H. Kishie Singh
In most countries, the roads are built for a specific purpose. Intra-city roads to inter-city roads to super highways, all have different specifications. Their load-bearing capacity is the main criteria.
The National Highway Authority of India has not taken this fact into consideration while building the National Highway from Ambala to Delhi.
In the last six months I was told repeatedly that the road is complete. About time! Sher Shah Suri started it, the British improved upon it and we haven’t a notion of what to do with it. Sorry people, the road is far from complete!
I recently drove to Delhi. My SUV, weighing almost two tons, should have stayed glued to the road. It did not. It was like a row boat on a choppy sea. The road surface was wavy. True, it looked freshly laid and smooth, but it had sunk. The smooth surface was illusionary.
But, why had it sunk?
Years ago, we had only the single rear axle Tata trucks on the road. These were rated at two-ton loading capacity. After being readied for the road, that means, adding additional leaf springs and stronger tyres, the trucks could carry 10 tons or more.
Along came the double rear axle trucks. Then came the 10/12/18 wheeler trucks; they could carry 40-50-60 tons. However, the roads and bridges stayed the same. I have been stuck on the National Highway when an overloaded truck broke a bridge. It simply could not carry the weight of a modern-day juggernaut.
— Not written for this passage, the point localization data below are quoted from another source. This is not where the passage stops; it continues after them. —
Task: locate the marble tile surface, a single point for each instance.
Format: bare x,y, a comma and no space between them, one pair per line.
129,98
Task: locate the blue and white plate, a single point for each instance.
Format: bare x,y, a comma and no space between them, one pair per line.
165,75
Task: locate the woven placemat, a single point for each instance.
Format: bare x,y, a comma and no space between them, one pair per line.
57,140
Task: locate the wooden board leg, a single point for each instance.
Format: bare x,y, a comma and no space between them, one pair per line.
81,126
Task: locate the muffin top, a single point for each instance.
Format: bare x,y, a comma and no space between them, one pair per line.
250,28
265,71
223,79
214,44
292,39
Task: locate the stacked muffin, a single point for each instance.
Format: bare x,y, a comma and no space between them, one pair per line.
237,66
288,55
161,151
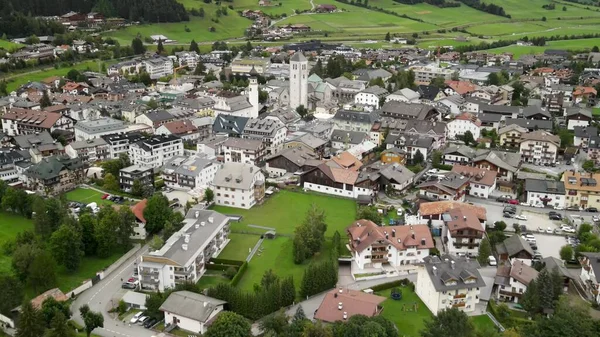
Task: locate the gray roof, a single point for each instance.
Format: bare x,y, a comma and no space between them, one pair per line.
545,186
513,245
353,137
198,238
442,270
191,305
236,175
And, on my last trip to Delhi, I was flabbergasted to see 22-wheeler trucks! My guesstimate is that these carry 100 tons or more. I saw trucks with four-wheel steering. Yes! The four up front wheels are controlled by the steering to help these monsters go around the corners. The load is as long as a railway carriage. The present-day roads were never built for these behemoths. Little wonder then that the roads have sunk to the extent that one gets sea-sick on land.
The smallest sedans, which weigh around 850 kg, they are capable of high speeds. For the unwary and unsuspecting driver, any uneven surface can destabilise the car. So, other than damaging roads and bridges, these vehicles pose a danger to just about every road user.
I am pained to say that we have world class cars, third world class roads and low class drivers. Neither are roads safe from the technical point of view, nor is policing any good. On my trip to Delhi and back, I did not see a single police car patrolling to check contraventions or regulate traffic and challan the offenders.
Speed limits are flouted, and so are overtaking rules. Heavy vehicles stick to the fast lane, metal rods protrude from trucks and tractors pull two and three trollies converting them into small road trains. Wheat straw (toorie) loaded trucks are the size of a barn, buses zigzag and zoom-cut lanes.
The same trucks, tractors and buses, the minute they enter Delhi, move to the left hand lane and stick there.
The Delhi Police cracked the whip during Asiad and brought traffic under control. Where there is a will there is a way.
So if Delhi can do it, why can’t the NHAI? A lackadaisical attitude and a lack of will is the answer. The result is a chaotic, dangerous and a killer road.